Again with the math: we literally have to be 10 times better than our male peers to get the same job.
I was thinking about this today, how we get hit with bullshit stereotypes all the time. You know how they claim that women have fewer publications because we tend to collaborate more and have lots of middle-author papers? There was an article in Science recently (sometime in August, I think) about how women, on average, have fewer patents than their male peers. The explanation? Women collaborate LESS.
How can we both collaborate TOO MUCH and TOO LITTLE??
Oh, they always find a way to screw us over.
Anyway so at the end of the day, I heard from a PI friend that his wife, a postdoc, has some job offers. He was telling me this since they will probably move. Now, here is what my little brain thought when I heard that:
Now his position will be open, right?
Is she getting offers because he helped her shop her CV around to a bunch of schools (and they get him as part of the bargain)?
Who the hell is getting job offers? This woman better walk on water, or I'm going to be PISSED.
Lately I've been going to a lot of seminars by senior-ish postdocs, and it's quite clear to me that I'm among the top postdocs who have similar levels of experience. So I'm left with trying to logic my way out of a very illogical, very black box:
Assumption 1: My CV does not suck.
Assumption 2: I deserve a job.
Assumption 3: There are no jobs.
Observation 1: I'm not getting offers.
Observation 2: Other people are getting offers.
Conclusion 1: I must suck.
Conclusion 2: There are no jobs for people like me.

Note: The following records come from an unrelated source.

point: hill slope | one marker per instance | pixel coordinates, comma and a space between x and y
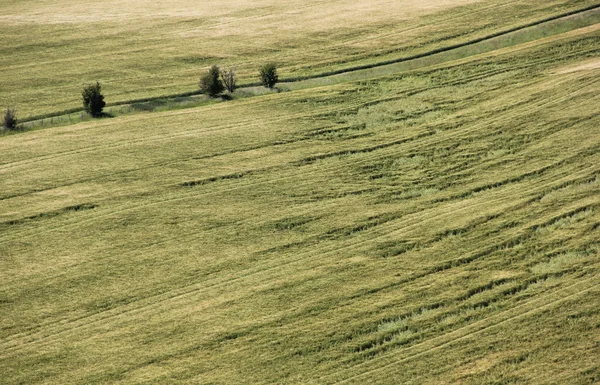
439, 225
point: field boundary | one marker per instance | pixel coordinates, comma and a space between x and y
283, 81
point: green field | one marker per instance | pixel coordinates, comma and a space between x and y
429, 221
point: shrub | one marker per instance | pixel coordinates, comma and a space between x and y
93, 100
268, 75
229, 79
10, 119
210, 83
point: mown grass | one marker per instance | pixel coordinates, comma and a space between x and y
433, 226
147, 50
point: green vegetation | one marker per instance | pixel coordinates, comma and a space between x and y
229, 79
10, 119
93, 100
268, 75
51, 48
427, 222
210, 83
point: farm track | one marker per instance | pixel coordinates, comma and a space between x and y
380, 231
372, 65
528, 308
178, 195
307, 249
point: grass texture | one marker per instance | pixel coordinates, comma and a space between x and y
435, 225
142, 49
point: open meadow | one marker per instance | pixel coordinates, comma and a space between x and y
430, 221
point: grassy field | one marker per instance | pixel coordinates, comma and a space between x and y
141, 49
439, 224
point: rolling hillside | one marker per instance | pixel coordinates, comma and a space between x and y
427, 221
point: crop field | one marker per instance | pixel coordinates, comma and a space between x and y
430, 221
141, 48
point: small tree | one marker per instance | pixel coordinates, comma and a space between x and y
268, 75
229, 79
10, 119
93, 100
210, 83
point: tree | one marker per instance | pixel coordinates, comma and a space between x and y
93, 100
210, 83
268, 75
229, 79
10, 119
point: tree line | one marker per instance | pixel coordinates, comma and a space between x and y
212, 83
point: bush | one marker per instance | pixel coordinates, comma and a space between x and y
10, 119
93, 100
268, 75
210, 83
229, 79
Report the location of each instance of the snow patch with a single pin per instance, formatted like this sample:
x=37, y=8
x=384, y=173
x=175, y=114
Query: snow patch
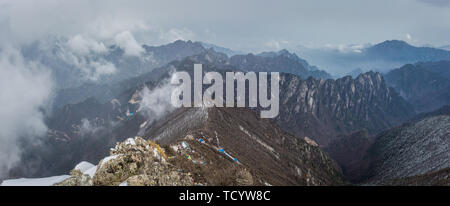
x=47, y=181
x=84, y=166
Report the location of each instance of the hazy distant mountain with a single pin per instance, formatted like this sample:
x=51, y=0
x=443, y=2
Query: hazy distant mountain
x=281, y=61
x=447, y=47
x=381, y=57
x=228, y=52
x=425, y=85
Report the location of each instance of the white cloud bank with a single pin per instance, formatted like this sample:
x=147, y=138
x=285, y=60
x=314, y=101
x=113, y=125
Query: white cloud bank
x=24, y=89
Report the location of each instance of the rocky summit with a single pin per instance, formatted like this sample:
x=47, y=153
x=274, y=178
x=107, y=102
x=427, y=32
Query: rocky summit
x=323, y=109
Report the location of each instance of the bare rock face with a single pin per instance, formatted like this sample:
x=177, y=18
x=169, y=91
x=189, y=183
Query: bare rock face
x=77, y=179
x=138, y=162
x=413, y=149
x=323, y=109
x=244, y=178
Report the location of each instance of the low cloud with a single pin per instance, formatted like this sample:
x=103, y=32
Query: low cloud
x=126, y=41
x=84, y=45
x=25, y=88
x=157, y=102
x=437, y=3
x=176, y=34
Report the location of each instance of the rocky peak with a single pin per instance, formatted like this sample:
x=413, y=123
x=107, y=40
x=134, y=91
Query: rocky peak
x=322, y=109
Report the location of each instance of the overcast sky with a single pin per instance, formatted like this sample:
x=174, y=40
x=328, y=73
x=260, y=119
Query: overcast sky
x=247, y=25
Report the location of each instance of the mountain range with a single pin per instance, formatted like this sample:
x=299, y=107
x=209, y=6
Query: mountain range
x=367, y=129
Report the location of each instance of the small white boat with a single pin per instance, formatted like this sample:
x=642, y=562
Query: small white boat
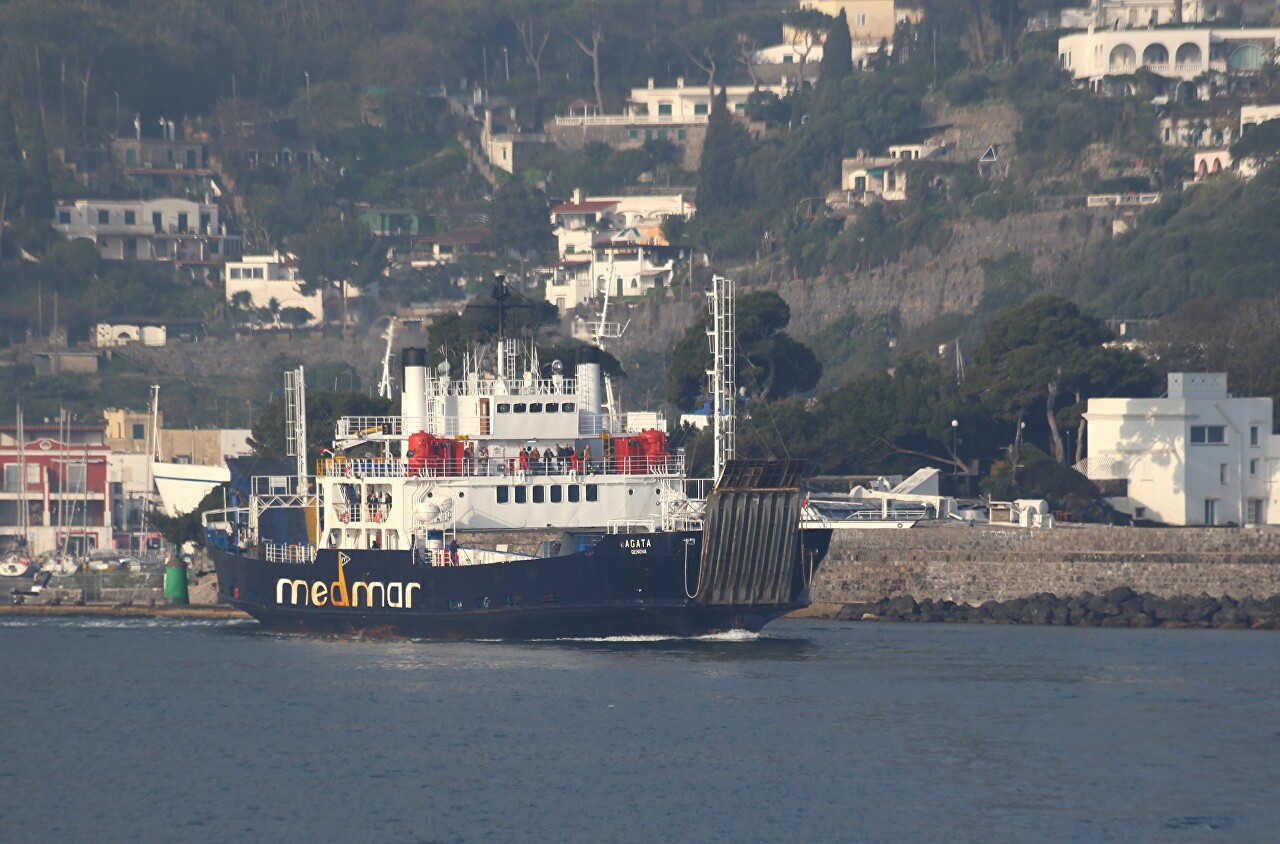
x=14, y=566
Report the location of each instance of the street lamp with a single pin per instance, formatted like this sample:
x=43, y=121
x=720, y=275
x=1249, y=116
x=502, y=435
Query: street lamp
x=955, y=454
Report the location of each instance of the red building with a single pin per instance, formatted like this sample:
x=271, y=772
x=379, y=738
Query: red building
x=58, y=477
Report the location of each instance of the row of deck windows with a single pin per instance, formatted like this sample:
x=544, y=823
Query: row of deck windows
x=556, y=493
x=536, y=407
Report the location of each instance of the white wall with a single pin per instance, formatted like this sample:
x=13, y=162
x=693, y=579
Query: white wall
x=266, y=277
x=1150, y=442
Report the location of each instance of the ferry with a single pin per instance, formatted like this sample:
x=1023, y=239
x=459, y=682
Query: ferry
x=515, y=501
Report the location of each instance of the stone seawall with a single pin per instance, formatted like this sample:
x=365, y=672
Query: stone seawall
x=974, y=565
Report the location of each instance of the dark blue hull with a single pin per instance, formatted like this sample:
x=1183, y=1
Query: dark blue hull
x=624, y=585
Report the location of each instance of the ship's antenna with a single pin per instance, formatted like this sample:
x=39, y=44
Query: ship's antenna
x=384, y=384
x=604, y=329
x=721, y=377
x=296, y=420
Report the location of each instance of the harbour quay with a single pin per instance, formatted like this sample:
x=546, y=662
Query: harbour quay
x=1080, y=574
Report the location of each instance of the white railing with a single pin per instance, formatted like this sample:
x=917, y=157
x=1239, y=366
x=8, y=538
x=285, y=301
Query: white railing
x=632, y=525
x=515, y=387
x=1104, y=468
x=366, y=427
x=298, y=553
x=1106, y=200
x=356, y=512
x=501, y=464
x=631, y=119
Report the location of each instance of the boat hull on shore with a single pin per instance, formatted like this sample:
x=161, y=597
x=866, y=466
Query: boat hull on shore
x=621, y=585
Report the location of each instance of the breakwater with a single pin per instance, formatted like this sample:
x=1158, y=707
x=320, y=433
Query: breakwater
x=1089, y=575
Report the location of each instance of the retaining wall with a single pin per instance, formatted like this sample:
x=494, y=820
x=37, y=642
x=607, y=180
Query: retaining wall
x=973, y=565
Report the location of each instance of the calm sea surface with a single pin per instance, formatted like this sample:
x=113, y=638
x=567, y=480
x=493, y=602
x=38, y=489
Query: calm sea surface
x=187, y=731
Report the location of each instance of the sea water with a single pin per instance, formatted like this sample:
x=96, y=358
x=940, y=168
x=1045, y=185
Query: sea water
x=813, y=731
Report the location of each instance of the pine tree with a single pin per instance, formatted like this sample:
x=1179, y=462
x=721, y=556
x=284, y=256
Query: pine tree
x=718, y=183
x=837, y=58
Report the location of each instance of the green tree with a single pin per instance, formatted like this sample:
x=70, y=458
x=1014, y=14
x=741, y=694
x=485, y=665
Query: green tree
x=1042, y=350
x=837, y=58
x=520, y=220
x=1260, y=142
x=769, y=363
x=324, y=409
x=338, y=249
x=720, y=187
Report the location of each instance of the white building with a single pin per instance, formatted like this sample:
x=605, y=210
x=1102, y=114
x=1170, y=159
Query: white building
x=679, y=105
x=163, y=229
x=1256, y=114
x=616, y=241
x=1200, y=456
x=266, y=277
x=1180, y=54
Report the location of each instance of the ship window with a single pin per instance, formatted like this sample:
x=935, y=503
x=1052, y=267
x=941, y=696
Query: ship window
x=1208, y=434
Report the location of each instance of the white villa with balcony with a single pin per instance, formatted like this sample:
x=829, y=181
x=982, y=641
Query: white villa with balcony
x=1178, y=54
x=1198, y=456
x=612, y=241
x=266, y=277
x=163, y=229
x=652, y=106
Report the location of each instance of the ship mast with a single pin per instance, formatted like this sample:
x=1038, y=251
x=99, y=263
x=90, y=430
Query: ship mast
x=24, y=515
x=296, y=420
x=721, y=377
x=384, y=383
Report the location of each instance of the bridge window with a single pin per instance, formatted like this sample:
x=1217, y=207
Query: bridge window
x=1208, y=434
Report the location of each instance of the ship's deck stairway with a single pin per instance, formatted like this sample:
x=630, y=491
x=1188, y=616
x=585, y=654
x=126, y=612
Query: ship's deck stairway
x=752, y=534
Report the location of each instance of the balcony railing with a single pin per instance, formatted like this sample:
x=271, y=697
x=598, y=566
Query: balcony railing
x=630, y=119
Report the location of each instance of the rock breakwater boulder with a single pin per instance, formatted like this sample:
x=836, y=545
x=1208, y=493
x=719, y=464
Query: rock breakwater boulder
x=1120, y=607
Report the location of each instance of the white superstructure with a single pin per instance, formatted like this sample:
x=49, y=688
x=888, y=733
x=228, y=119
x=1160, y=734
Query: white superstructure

I'm either working in the wrong field, not supported by politics (which I knew), and/or it's just that nobody can picture having me as a colleague. I'm not likeable enough.
Goody. Not much I can do about any of that. Despite my efforts to meet people in positions of power, I think my un-likeability prevents them from, you know, bending over backwards to help. So it all comes back to the cult of personality.
I've read the body language books, the communication books, the management books, the managing-up books. I've mellowed considerably, believe it or not, since I started grad school, and I've made a serious effort to learn how to be more patient and give people the benefit of the doubt.
But there's only so much you can change about yourself.
So I'm a bit of an arrogant bitch.
Let's say I can't get a job in science that I would actually like, because people find me unbearably opinionated. Is there any kind of job where that isn't considered a liability?